Mr Kembrey presented to the Tribunal as nervous and uncomfortable. This is understandable given that the seriousness of his application. I found the level of his presentation throughout the hearing was not consistent with his written material. I agree with Dr Eshuys and found him to be naïve, immature and unsophisticated.
I am concerned that Mr Kembrey feels that he no longer requires counselling and psychological support. He clearly has not reflected to any great extent on his actions, in a way that would demonstrate that he has learnt from his previous mistakes.
I accept and it was conceded by the Commissioner that Mr Kembrey has come a long way since the date of his offending. He is now mixing with people of his own age.
However I am not satisfied that he has demonstrated that he has matured sufficiently and has appropriate insight into what occurred.

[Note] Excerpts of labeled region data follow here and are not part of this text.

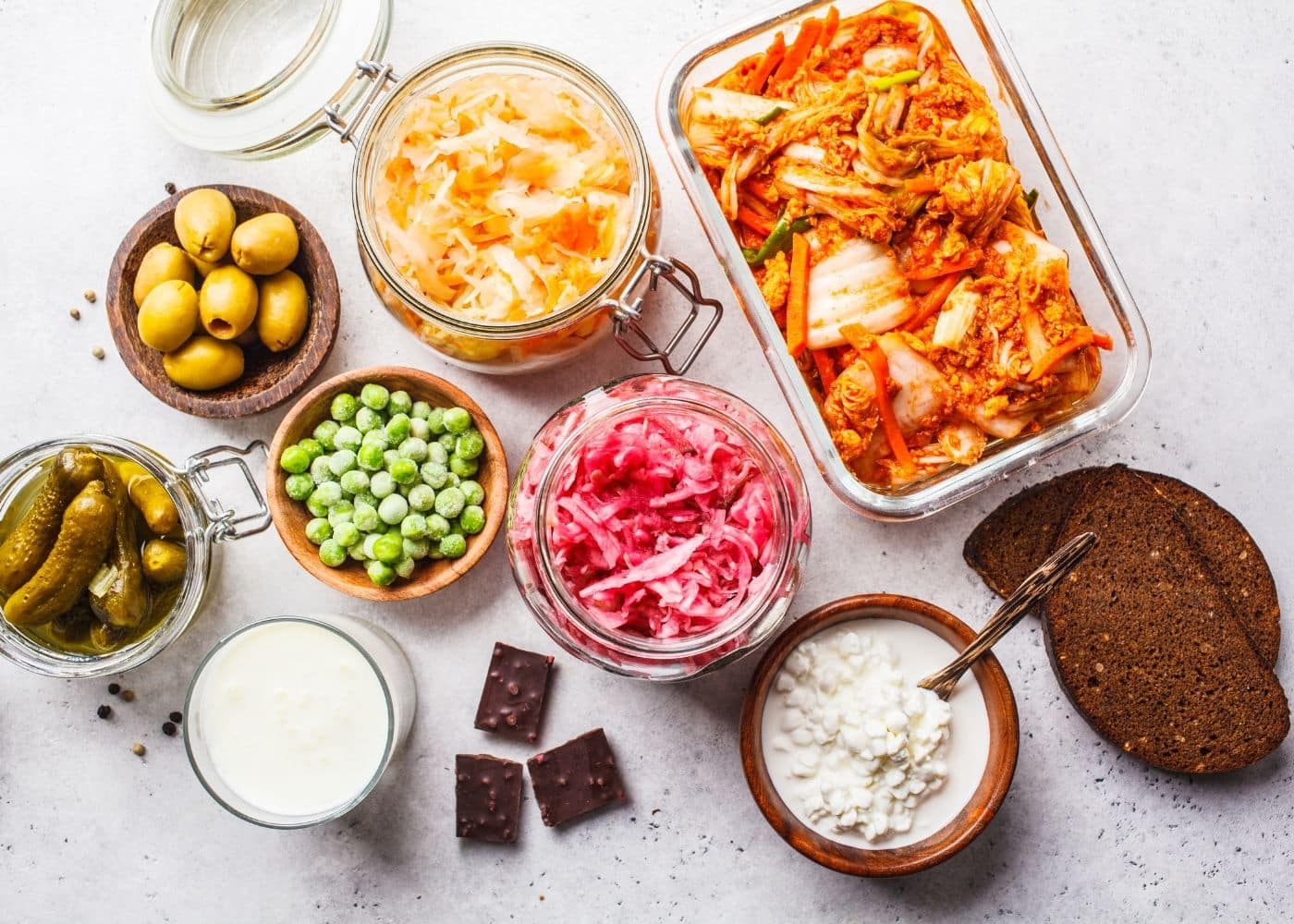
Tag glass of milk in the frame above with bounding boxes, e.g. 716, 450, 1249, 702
184, 616, 418, 828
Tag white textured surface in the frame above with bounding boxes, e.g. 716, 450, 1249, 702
0, 0, 1294, 921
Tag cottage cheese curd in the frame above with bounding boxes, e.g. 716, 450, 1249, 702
763, 618, 989, 847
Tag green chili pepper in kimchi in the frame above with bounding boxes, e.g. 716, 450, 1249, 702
741, 208, 812, 267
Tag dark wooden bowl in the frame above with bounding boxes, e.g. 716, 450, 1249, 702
741, 594, 1019, 876
104, 185, 342, 418
265, 366, 508, 601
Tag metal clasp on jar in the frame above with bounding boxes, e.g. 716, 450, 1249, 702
602, 254, 724, 375
181, 440, 271, 542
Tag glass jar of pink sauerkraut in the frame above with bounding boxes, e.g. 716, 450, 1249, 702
507, 374, 810, 682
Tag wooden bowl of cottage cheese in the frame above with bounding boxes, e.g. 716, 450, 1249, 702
741, 594, 1019, 876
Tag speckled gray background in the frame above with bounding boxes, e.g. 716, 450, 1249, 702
0, 0, 1294, 924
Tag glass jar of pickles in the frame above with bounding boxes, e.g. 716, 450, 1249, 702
150, 0, 722, 374
0, 435, 269, 678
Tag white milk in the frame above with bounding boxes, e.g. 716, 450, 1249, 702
190, 621, 391, 817
763, 611, 989, 849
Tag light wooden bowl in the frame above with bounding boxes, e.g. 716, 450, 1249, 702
265, 366, 508, 601
741, 594, 1019, 876
104, 184, 342, 418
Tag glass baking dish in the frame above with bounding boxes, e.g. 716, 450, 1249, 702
656, 0, 1151, 520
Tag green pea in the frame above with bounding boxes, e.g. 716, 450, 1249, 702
356, 443, 387, 471
427, 514, 450, 542
449, 453, 482, 478
404, 540, 431, 562
436, 488, 467, 520
396, 436, 427, 462
333, 427, 363, 452
297, 436, 325, 462
305, 491, 327, 519
314, 420, 342, 452
360, 382, 391, 410
320, 540, 346, 568
446, 407, 472, 436
440, 533, 467, 558
284, 475, 314, 501
378, 494, 409, 526
340, 468, 369, 497
387, 390, 413, 414
278, 446, 314, 475
387, 456, 418, 484
305, 517, 333, 545
333, 523, 360, 549
311, 456, 333, 484
350, 501, 382, 533
372, 536, 404, 565
400, 514, 427, 539
368, 562, 396, 588
355, 407, 382, 433
369, 471, 396, 501
327, 449, 356, 478
427, 407, 446, 433
458, 504, 485, 536
327, 497, 355, 529
409, 484, 436, 514
329, 392, 360, 423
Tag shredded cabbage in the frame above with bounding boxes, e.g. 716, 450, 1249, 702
376, 74, 633, 323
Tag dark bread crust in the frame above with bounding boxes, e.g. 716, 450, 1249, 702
1043, 469, 1290, 772
963, 466, 1281, 666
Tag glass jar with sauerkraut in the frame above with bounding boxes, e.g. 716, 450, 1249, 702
507, 375, 810, 681
150, 0, 721, 374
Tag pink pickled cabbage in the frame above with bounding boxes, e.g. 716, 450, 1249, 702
546, 411, 777, 638
375, 72, 633, 323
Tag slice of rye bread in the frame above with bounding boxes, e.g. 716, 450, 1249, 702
1043, 471, 1290, 772
963, 466, 1281, 666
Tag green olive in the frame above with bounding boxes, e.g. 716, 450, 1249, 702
162, 334, 243, 391
136, 280, 198, 353
133, 241, 193, 308
198, 267, 258, 340
230, 213, 300, 275
175, 188, 238, 262
256, 269, 311, 353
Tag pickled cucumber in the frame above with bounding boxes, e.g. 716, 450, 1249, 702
90, 463, 149, 629
0, 446, 104, 594
4, 480, 116, 626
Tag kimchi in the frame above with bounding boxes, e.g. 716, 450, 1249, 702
683, 3, 1113, 488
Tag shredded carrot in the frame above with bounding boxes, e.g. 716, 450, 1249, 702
787, 235, 809, 356
903, 274, 961, 332
745, 32, 787, 94
737, 206, 774, 237
771, 19, 822, 83
1028, 327, 1096, 382
809, 349, 837, 395
818, 6, 840, 49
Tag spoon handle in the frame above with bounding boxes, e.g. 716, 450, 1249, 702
918, 533, 1096, 699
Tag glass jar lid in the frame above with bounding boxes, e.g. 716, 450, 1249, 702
148, 0, 392, 158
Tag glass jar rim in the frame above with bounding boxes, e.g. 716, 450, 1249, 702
182, 614, 396, 830
350, 42, 656, 340
534, 372, 802, 660
0, 433, 214, 679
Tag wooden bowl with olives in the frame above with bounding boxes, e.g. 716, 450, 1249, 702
104, 185, 342, 418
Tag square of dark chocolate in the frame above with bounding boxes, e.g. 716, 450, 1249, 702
476, 642, 553, 743
454, 755, 521, 844
527, 729, 625, 827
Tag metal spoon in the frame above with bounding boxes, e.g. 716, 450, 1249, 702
916, 533, 1096, 699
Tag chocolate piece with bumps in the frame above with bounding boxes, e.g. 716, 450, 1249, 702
527, 729, 625, 827
454, 755, 521, 844
476, 642, 553, 743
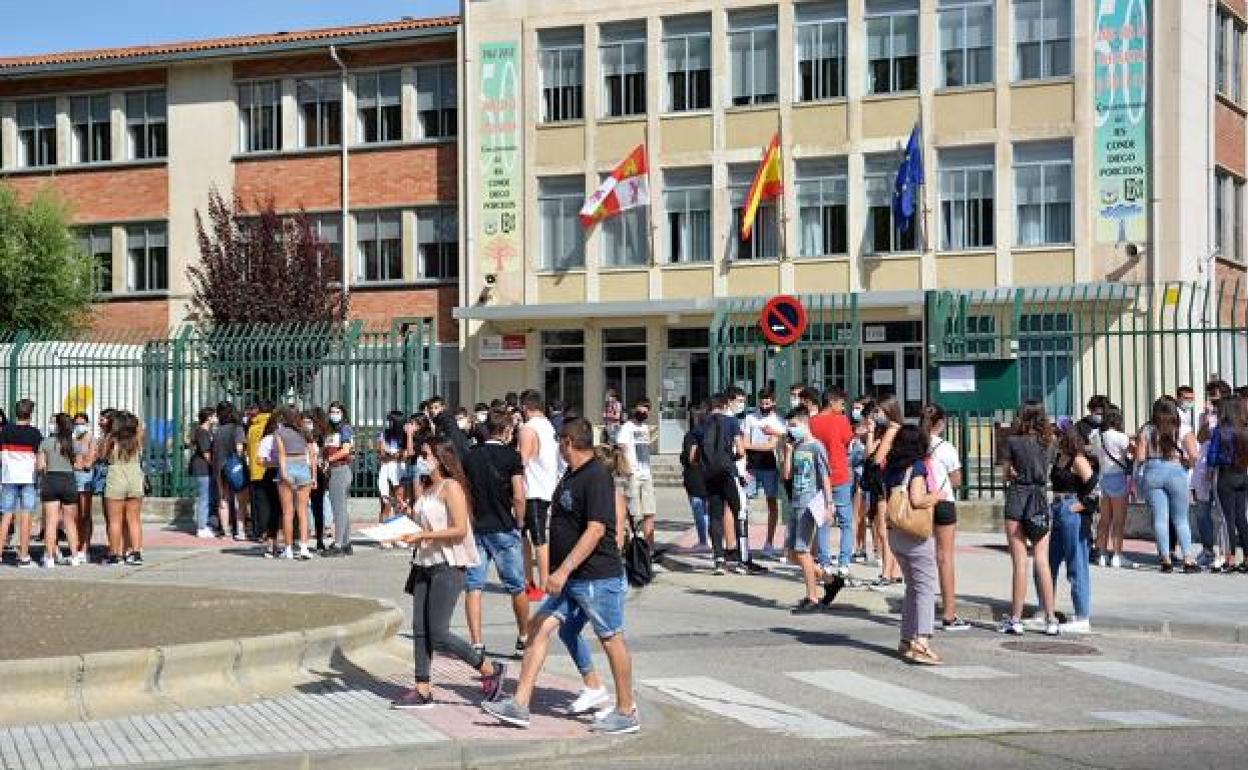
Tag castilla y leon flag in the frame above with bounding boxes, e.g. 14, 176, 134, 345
580, 145, 650, 227
741, 132, 784, 241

I am not satisfied that his conflict resolution strategies have developed to a point where he really appreciates that he is the adult and his nephew is the child. He must model appropriate behaviour at all times.
I am not able to find any evidence to convince me that he would act any differently if placed in a similar situation in the future. There is no acceptable explanation for his behaviour. He has not managed his relationship with his nephew in a protective way. He has not demonstrated a sufficient level of insight into the potential impact of his behaviour on children generally.
On the evidence available, I am satisfied on the balance of probabilities that this is an “exceptional case” where it would not be in the best interests of children for Mr Kembrey to be granted a Blue card.
I therefore order that the decision of the Commissioner to issue Warren Kembrey with a negative notice is confirmed.